Since license suspensions under the law began in January, 37 Virginians have lost driving privileges. Two of them were in Virginia Beach, five in Norfolk and six in Suffolk, with none so far in Chesapeake or Portsmouth, according to the Department of Motor Vehicles. There are 4.8 million licensed drivers in Virginia.

The DMV isn't brought in until after a series of warnings to delinquent parents fails to elicit responses. The law is for ``the real diehard who just won't give in,'' said Janet E. Smoot, assistant administrator in customer-service delivery for the DMV who coordinated setting up the sanction process with the Division of Child Support Enforcement.

Child-support officials in October mailed about 146,000 two-page informational and warning letters to noncustodial parents on their books, not all of whom were delinquent, telling them about the new law, said Vanderspiegel.

After that first notice, about 27,800 parents who owed money started paying, bringing in $12 million in new payments through April, she said.

``That's OK,'' she said. ``It's not that we really want to suspend people's driver's licenses, but we want to get people's attention and start the collections. And that part is working really well.''

By the end of November, the first of about 10,000 certified letters labeled ``Notice of Intent to Suspend'' were sent to delinquent parents who didn't respond after the first notice, beginning with those with the highest amounts owed or longest time with no payments, Vanderspiegel said.

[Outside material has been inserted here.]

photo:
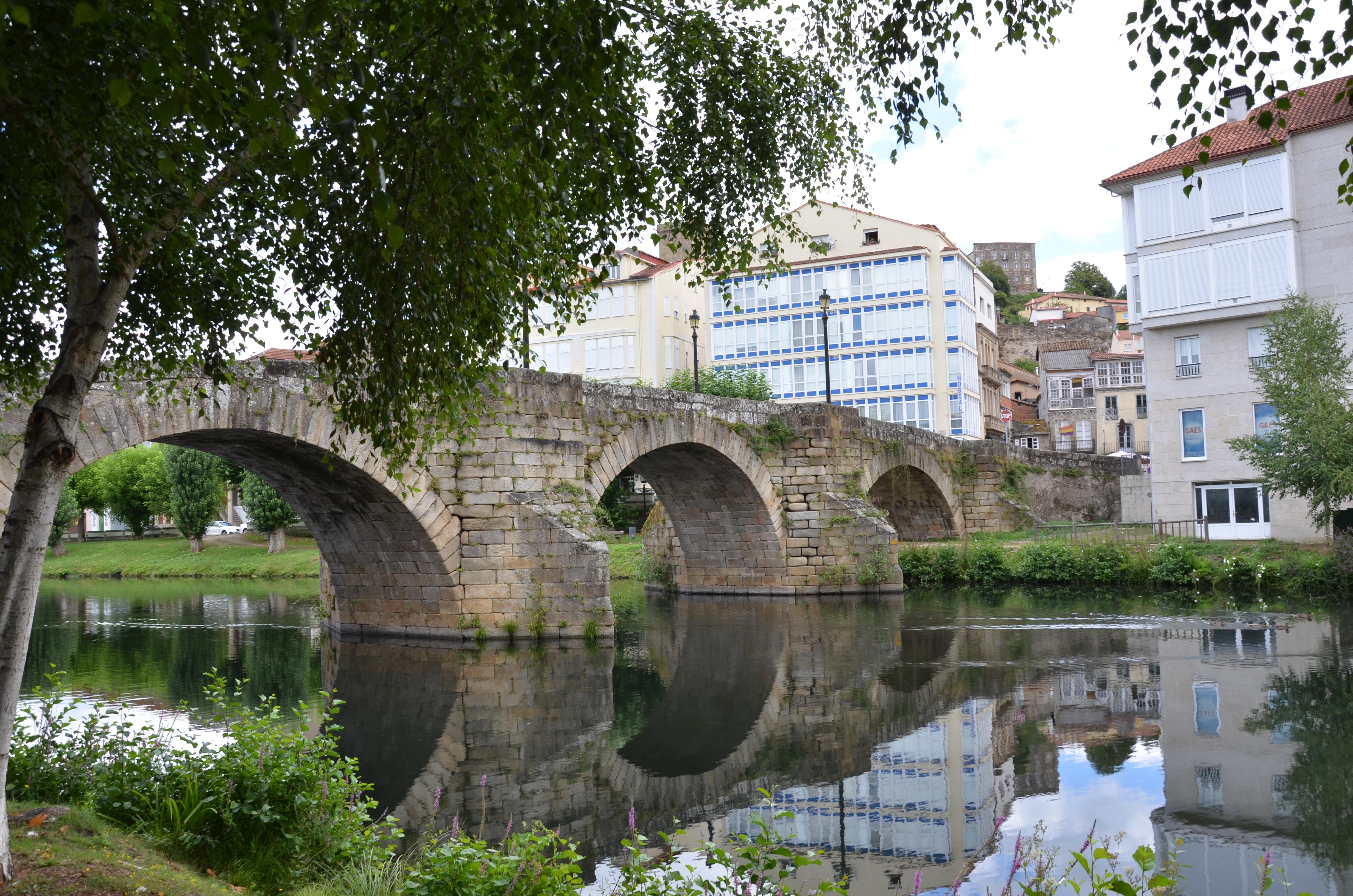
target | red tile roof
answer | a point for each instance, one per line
(1312, 107)
(282, 355)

Parents receiving notices could request court hearings to fight the suspensions, or make arrangements with the Division of Child Support Enforcement to start paying. The names of those who didn't respond were sent to the DMV and their licenses were suspended.

Most did respond. The last letters went out in March and, through April, $700,000 more was collected because of those notices.

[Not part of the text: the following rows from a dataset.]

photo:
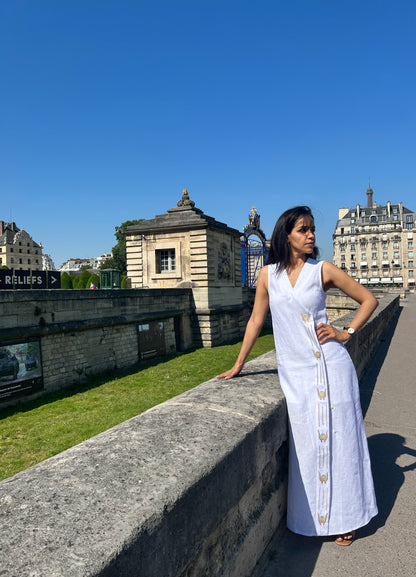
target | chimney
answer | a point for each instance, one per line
(369, 195)
(342, 212)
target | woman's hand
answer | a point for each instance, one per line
(328, 332)
(236, 370)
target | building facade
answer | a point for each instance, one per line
(375, 244)
(185, 248)
(18, 251)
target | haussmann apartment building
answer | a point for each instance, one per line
(375, 244)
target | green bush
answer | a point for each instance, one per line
(83, 279)
(66, 281)
(95, 280)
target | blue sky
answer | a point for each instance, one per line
(109, 108)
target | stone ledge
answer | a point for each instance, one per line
(193, 483)
(193, 487)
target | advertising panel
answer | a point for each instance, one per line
(20, 369)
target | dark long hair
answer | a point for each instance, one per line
(279, 252)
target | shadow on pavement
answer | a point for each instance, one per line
(385, 449)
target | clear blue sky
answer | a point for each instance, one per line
(109, 108)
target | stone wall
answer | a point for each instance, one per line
(193, 487)
(85, 332)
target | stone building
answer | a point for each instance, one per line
(375, 244)
(186, 248)
(18, 250)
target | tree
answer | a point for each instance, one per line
(66, 280)
(94, 279)
(83, 279)
(119, 260)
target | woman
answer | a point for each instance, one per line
(330, 483)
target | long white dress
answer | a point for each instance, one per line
(331, 487)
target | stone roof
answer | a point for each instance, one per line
(184, 216)
(11, 234)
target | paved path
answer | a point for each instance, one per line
(387, 546)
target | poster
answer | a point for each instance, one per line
(20, 369)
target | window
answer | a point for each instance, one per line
(165, 261)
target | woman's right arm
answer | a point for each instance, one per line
(254, 325)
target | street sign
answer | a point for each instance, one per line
(54, 279)
(24, 279)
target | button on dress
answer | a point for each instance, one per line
(331, 487)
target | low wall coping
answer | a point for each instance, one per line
(120, 496)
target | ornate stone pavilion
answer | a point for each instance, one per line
(187, 248)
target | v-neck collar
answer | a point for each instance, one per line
(299, 275)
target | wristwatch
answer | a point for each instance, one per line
(349, 330)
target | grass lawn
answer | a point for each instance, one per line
(34, 431)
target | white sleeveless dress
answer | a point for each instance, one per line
(331, 487)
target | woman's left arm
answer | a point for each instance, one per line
(333, 277)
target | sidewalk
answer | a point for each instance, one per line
(387, 546)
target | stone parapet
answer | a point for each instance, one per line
(193, 487)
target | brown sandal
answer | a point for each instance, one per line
(345, 540)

Vanderspiegel expects the collections to grow now that the system is in place, but recognizes this sanction's limitations: There have to be known addresses and valid driver's licenses for the nonpaying parents.

That means the sanction won't reach everyone. Across Virginia at the beginning of May, there were about 387,000 open child-support cases involving about 512,000 children owed $808 million in back support payments. The Division of Child Support Enforcement expects to collect about $245 million this fiscal year.

In addition to the 37 parents whose driver's licenses have been suspended, nine other cases are pending in Virginia - including two in Virginia Beach - and three Virginia drivers started paying what they owed after the DMV told them their licenses were suspended, said Jeanne L. Chenault, the DMV's public-relations coordinator.

If delinquent parents start paying to save their licenses but then stop again, the Division of Child Support Enforcement doesn't have to restart the notice procedure, but can immediately ask the DMV to suspend the licenses, Vanderspiegel said.

Driving on a suspended license in Virginia is punishable by up to six months in jail and a $1,000 fine for the first offense, and a year in jail and a $2,500 fine for each subsequent conviction, plus further license suspension and impoundment of the driver's car.

Geraldine A. Jensen, founder and head of the Association for Children for the Enforcement of Support, applauded any new deterrents to nonpayment of child support that helps get needed money to children.

``It's a good tool to have,'' Jensen said.

``The best way to collect support is through income withholding . . . . The driver's-license revocation is just another way to get to them, to say, `This is serious - you aren't going to have the privilege to drive if you don't support your children.' ''

Others don't think the new sanction goes far enough. Lisa M. Petry, former local coordinator for the child support association, would rather see officials concentrate on developing uniform, more-aggressive collection laws across the country, aided by tougher courts and a society that will consider delinquent parents guilty of child neglect.

``There are a lot of people driving around with suspended licenses, anyway,'' Petry said. ``It's sad, but I really don't think it's going to help that much.